# Форум на русском языке  > Новости  > Новости компьютерной безопасности  >  35 процентов антивирусов провалили последний тест Virus Bulletin

## SDA

В результате свежей серии испытаний, проведенных специалистами антивирусной лаборатории Virus Bulletin, 19 из 54 антивирусных продуктов были признаны недостойными получения сертификата VB100.

ПО тестировалось на компьютерах под управлением Windows Vista Business Edition SP2, при этом использовались шаблоны для симуляции определенных ситуаций и наборы различных вредоносных программ. При проведении испытаний экспертов удивила ярко выраженная неспособность некоторых антивирусов справляться с тяжелыми сценариями атак.

“Наиболее заметной особенностью испытаний в этом месяце стал значительный уровень нестабильности под давлением, продемонстрированный многими продуктами. Несмотря на то, что набор задач, предъявляемых нами антивирусному ПО, был не самым обычным, крайне важно, чтобы антивирусы продолжали работать под давлением и не пасовали перед лицом тяжелых атак”, - заявил директор по антивирусным испытаниям Virus Bulletin Джон Хоус.

По его словам, нестабильное поведение антивирусов вряд ли внушит пользователям чувство безопасности. Также крайне высоким был уровень ложных срабатываний, здесь особенно плохо себя повели продукты Kingsoft и Bkis BKAV. Между тем, бесплатный антивирус от Microsoft сумел получить сертификат соответствия VB100.

Ознакомиться с результатами тестирования можно здесь http://www.virusbtn.com/news/2010/08_12.xml

----------

Надоело быть жертвой?

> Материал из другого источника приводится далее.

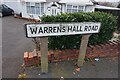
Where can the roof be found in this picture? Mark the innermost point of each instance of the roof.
(77, 2)
(87, 2)
(34, 0)
(105, 7)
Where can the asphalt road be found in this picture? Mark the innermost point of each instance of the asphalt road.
(14, 43)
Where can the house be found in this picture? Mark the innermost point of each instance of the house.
(38, 8)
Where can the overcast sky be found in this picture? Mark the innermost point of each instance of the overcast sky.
(108, 0)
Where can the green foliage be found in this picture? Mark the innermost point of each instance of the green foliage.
(108, 26)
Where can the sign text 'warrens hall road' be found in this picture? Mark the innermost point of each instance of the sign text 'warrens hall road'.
(40, 30)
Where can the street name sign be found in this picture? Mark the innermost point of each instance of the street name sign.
(42, 31)
(56, 29)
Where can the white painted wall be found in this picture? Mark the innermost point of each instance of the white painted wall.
(14, 4)
(89, 8)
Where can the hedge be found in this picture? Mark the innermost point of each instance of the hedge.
(108, 26)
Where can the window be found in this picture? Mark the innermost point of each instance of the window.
(80, 8)
(69, 8)
(74, 8)
(35, 8)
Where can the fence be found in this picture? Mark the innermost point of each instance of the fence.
(114, 12)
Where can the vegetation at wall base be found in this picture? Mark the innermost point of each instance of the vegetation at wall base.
(108, 26)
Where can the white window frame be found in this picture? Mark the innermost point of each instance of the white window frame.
(34, 4)
(82, 10)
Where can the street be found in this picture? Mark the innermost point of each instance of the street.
(14, 43)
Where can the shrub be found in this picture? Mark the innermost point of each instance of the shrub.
(108, 26)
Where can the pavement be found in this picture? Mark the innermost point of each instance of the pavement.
(104, 68)
(14, 43)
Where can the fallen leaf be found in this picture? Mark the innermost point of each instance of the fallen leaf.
(73, 72)
(78, 69)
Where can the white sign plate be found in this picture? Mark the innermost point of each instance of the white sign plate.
(41, 30)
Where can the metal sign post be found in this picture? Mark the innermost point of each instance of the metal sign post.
(83, 47)
(45, 30)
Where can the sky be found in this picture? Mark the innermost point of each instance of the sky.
(108, 0)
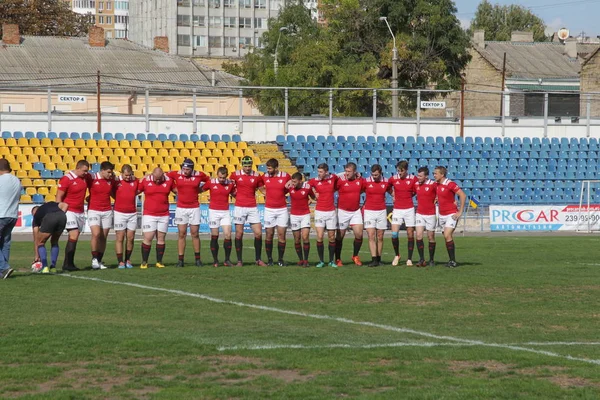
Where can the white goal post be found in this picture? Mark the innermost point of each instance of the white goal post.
(588, 216)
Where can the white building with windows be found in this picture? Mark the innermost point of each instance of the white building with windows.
(203, 28)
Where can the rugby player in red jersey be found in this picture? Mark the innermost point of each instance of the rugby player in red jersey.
(375, 212)
(404, 210)
(449, 212)
(276, 212)
(247, 182)
(100, 212)
(220, 190)
(72, 189)
(349, 187)
(325, 216)
(125, 194)
(155, 217)
(300, 195)
(426, 220)
(188, 183)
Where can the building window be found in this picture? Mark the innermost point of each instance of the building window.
(199, 20)
(214, 41)
(199, 41)
(260, 23)
(245, 22)
(183, 20)
(230, 22)
(183, 40)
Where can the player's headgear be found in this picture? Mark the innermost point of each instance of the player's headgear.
(187, 163)
(247, 161)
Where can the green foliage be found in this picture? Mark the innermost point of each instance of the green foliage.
(499, 21)
(354, 49)
(44, 17)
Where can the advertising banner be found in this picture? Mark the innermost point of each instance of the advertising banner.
(545, 218)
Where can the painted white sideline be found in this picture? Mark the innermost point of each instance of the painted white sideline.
(338, 319)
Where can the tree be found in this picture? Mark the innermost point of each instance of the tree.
(499, 21)
(353, 50)
(44, 17)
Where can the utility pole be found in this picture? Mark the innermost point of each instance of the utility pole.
(98, 112)
(502, 86)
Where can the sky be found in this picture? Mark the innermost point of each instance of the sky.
(575, 15)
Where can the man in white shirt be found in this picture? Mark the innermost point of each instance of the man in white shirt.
(10, 194)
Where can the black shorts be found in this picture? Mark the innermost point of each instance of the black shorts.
(54, 222)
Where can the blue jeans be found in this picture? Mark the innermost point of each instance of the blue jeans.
(6, 227)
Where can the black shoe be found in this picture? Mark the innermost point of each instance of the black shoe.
(7, 273)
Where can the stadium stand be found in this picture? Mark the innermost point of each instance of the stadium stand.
(493, 170)
(40, 159)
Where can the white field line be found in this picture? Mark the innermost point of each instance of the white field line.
(339, 319)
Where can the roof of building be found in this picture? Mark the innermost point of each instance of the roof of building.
(70, 62)
(531, 59)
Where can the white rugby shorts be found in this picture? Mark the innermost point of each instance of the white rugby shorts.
(242, 215)
(446, 221)
(103, 219)
(75, 221)
(125, 221)
(428, 221)
(375, 219)
(300, 221)
(326, 219)
(218, 218)
(151, 223)
(276, 217)
(185, 216)
(348, 218)
(406, 215)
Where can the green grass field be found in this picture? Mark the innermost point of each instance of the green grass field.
(518, 319)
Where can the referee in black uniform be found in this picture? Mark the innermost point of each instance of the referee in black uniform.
(49, 221)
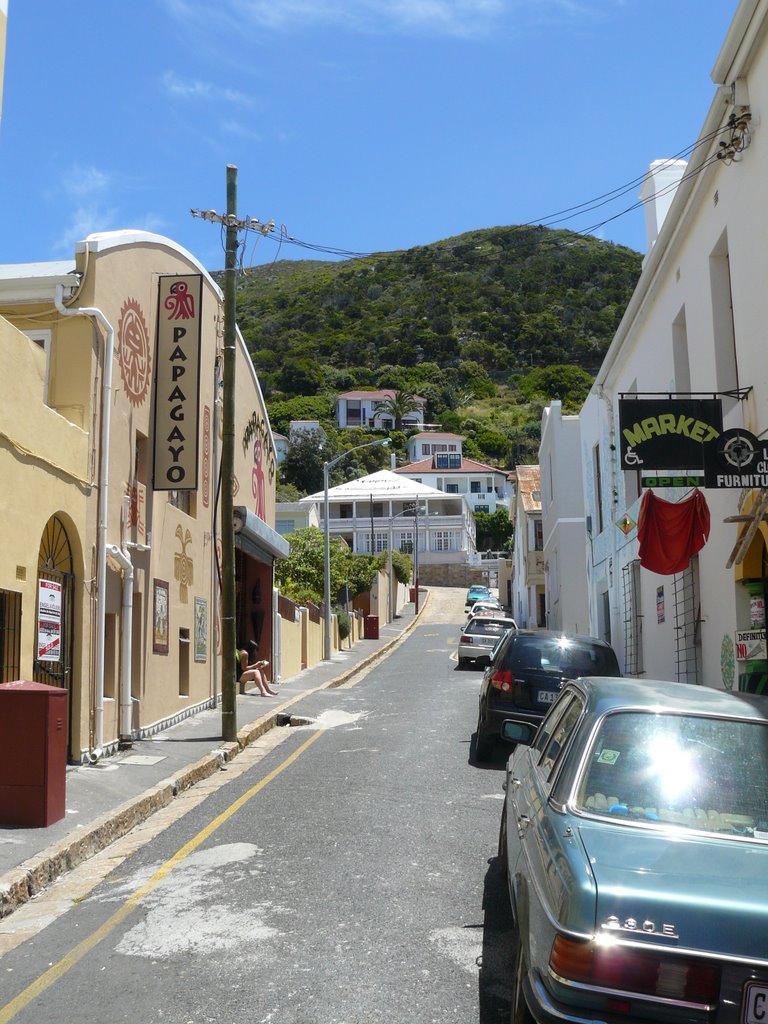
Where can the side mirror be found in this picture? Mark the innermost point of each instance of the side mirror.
(518, 732)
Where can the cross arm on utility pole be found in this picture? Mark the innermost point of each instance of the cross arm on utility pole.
(233, 224)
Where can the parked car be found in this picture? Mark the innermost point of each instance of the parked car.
(479, 638)
(634, 839)
(475, 593)
(487, 605)
(526, 674)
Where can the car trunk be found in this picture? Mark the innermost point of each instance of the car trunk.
(709, 892)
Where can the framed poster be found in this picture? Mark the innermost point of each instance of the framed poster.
(160, 616)
(201, 629)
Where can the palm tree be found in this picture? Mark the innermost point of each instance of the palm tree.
(400, 404)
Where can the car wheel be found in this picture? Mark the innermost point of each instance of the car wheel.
(520, 1013)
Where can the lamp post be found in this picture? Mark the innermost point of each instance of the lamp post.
(327, 466)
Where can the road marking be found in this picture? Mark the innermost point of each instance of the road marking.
(9, 1011)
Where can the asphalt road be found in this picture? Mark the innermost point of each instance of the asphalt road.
(349, 876)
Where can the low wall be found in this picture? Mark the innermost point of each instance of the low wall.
(290, 647)
(448, 574)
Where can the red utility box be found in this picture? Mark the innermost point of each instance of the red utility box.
(371, 628)
(33, 755)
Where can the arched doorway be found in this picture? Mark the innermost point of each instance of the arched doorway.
(55, 612)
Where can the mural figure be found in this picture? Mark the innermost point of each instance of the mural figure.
(179, 302)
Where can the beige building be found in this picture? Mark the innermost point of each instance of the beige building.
(109, 448)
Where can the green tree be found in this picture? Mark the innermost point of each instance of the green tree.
(568, 383)
(400, 404)
(302, 466)
(494, 529)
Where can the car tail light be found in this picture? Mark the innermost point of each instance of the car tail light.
(502, 681)
(621, 969)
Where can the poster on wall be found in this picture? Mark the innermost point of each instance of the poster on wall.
(48, 621)
(177, 383)
(751, 645)
(201, 629)
(160, 617)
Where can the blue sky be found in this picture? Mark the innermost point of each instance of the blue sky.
(359, 125)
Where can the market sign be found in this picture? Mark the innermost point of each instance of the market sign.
(737, 459)
(667, 433)
(751, 645)
(177, 383)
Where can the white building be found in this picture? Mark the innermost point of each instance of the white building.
(429, 442)
(563, 522)
(363, 512)
(485, 487)
(694, 327)
(360, 409)
(526, 599)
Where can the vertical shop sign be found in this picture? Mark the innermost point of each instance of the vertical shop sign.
(48, 621)
(177, 383)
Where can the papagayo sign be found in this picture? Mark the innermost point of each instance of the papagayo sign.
(667, 433)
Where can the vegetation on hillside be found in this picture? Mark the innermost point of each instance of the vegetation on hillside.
(488, 327)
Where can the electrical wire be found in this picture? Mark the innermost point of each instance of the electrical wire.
(558, 217)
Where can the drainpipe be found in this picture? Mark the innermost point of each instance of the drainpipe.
(612, 456)
(126, 630)
(103, 486)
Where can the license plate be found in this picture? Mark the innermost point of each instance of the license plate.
(756, 1005)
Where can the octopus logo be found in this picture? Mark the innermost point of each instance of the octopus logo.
(179, 303)
(133, 351)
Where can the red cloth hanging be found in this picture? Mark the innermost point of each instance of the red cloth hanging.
(670, 532)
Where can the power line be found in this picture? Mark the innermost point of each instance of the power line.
(549, 220)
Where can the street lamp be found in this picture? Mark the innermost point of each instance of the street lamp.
(327, 532)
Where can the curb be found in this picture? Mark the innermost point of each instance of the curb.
(20, 884)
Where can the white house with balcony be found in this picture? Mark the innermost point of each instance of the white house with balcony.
(360, 409)
(429, 442)
(484, 487)
(527, 599)
(694, 330)
(372, 512)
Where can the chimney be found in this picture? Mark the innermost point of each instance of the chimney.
(656, 194)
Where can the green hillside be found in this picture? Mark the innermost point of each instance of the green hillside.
(508, 298)
(487, 327)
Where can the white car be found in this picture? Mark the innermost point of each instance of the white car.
(489, 606)
(479, 637)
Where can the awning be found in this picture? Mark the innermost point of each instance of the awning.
(255, 538)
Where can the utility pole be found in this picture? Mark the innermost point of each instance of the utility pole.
(228, 639)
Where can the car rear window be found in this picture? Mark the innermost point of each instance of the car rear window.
(488, 628)
(695, 771)
(562, 655)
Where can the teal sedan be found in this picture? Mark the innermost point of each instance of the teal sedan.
(634, 840)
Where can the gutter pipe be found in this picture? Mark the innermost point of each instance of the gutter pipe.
(126, 628)
(103, 485)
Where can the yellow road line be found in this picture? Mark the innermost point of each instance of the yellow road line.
(9, 1011)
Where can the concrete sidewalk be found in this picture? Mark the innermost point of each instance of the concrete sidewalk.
(107, 800)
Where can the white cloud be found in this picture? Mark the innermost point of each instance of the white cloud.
(195, 89)
(81, 180)
(83, 221)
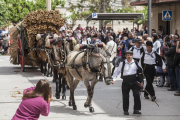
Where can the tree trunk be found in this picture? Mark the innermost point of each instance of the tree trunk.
(102, 11)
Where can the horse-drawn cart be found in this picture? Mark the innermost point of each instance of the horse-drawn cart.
(22, 50)
(24, 36)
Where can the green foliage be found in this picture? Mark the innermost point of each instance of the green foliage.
(145, 11)
(18, 9)
(94, 6)
(3, 13)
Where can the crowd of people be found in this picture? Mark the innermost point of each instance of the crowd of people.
(159, 53)
(4, 41)
(167, 46)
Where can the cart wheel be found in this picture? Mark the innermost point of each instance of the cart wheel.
(21, 55)
(18, 53)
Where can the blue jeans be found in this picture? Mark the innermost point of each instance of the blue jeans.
(171, 75)
(177, 70)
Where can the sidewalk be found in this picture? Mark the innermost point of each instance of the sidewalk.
(107, 100)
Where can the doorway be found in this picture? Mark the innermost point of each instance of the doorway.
(164, 24)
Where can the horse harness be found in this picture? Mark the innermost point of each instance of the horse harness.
(86, 64)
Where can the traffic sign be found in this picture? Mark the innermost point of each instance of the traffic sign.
(94, 15)
(167, 15)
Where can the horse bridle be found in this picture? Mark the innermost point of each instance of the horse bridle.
(108, 62)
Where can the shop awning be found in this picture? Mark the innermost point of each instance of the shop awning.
(114, 16)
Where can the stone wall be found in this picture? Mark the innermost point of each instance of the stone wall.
(175, 23)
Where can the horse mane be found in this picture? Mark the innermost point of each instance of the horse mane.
(98, 52)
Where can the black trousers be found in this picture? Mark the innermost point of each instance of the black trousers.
(130, 83)
(149, 73)
(136, 59)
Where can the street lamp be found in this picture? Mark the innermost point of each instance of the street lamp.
(113, 8)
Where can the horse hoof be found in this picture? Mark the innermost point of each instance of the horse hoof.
(74, 107)
(85, 105)
(67, 87)
(49, 75)
(70, 103)
(54, 80)
(91, 109)
(63, 97)
(57, 96)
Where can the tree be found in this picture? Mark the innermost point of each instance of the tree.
(94, 6)
(20, 8)
(3, 13)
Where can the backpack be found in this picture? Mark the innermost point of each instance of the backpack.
(138, 71)
(141, 50)
(82, 41)
(158, 60)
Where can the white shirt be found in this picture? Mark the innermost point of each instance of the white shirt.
(84, 42)
(110, 49)
(137, 52)
(129, 69)
(150, 59)
(157, 45)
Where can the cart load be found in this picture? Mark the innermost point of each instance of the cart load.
(24, 35)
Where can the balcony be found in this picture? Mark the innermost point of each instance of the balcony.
(154, 2)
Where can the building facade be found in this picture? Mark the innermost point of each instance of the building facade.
(117, 25)
(158, 6)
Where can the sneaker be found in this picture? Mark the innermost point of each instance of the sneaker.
(126, 113)
(167, 85)
(176, 94)
(159, 85)
(176, 91)
(153, 98)
(171, 89)
(136, 112)
(146, 97)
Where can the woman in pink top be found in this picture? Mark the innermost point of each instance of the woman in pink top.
(35, 101)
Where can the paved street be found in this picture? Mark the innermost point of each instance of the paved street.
(107, 100)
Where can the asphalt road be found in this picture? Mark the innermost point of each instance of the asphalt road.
(107, 100)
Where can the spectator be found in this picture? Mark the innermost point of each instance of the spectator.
(130, 40)
(156, 43)
(169, 53)
(119, 55)
(160, 39)
(137, 32)
(177, 68)
(176, 33)
(35, 101)
(113, 34)
(5, 43)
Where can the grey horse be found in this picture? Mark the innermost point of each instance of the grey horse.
(98, 61)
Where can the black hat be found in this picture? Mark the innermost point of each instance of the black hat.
(129, 52)
(94, 36)
(138, 40)
(84, 34)
(148, 43)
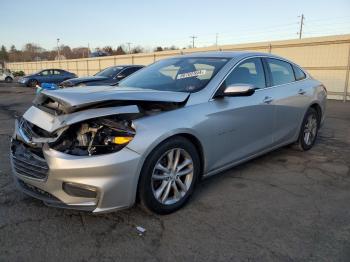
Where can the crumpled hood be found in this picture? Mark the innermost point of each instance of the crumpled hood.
(86, 79)
(74, 98)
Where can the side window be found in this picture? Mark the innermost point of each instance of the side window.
(282, 72)
(250, 71)
(299, 74)
(129, 71)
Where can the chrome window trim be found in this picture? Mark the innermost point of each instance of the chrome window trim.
(265, 88)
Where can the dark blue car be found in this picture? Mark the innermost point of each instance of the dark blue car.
(109, 76)
(55, 76)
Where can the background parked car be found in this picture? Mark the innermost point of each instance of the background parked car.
(109, 76)
(99, 53)
(55, 76)
(6, 75)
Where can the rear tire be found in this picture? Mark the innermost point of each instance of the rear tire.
(8, 79)
(33, 83)
(309, 130)
(169, 176)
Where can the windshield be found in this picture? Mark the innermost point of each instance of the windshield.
(176, 74)
(109, 72)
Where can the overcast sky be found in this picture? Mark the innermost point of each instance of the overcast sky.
(155, 22)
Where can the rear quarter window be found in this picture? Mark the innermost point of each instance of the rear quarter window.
(281, 71)
(299, 74)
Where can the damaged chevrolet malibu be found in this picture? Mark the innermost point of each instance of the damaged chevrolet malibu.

Стань профи по информационной безопасности, получай самую свежую информацию об угрозах и средствах защиты от ведущего российского аналитического центра Anti-Malware.ru:

----------


## MVE

> При проведении испытаний экспертов удивила ярко выраженная неспособность некоторых антивирусов справляться с тяжелыми сценариями атак.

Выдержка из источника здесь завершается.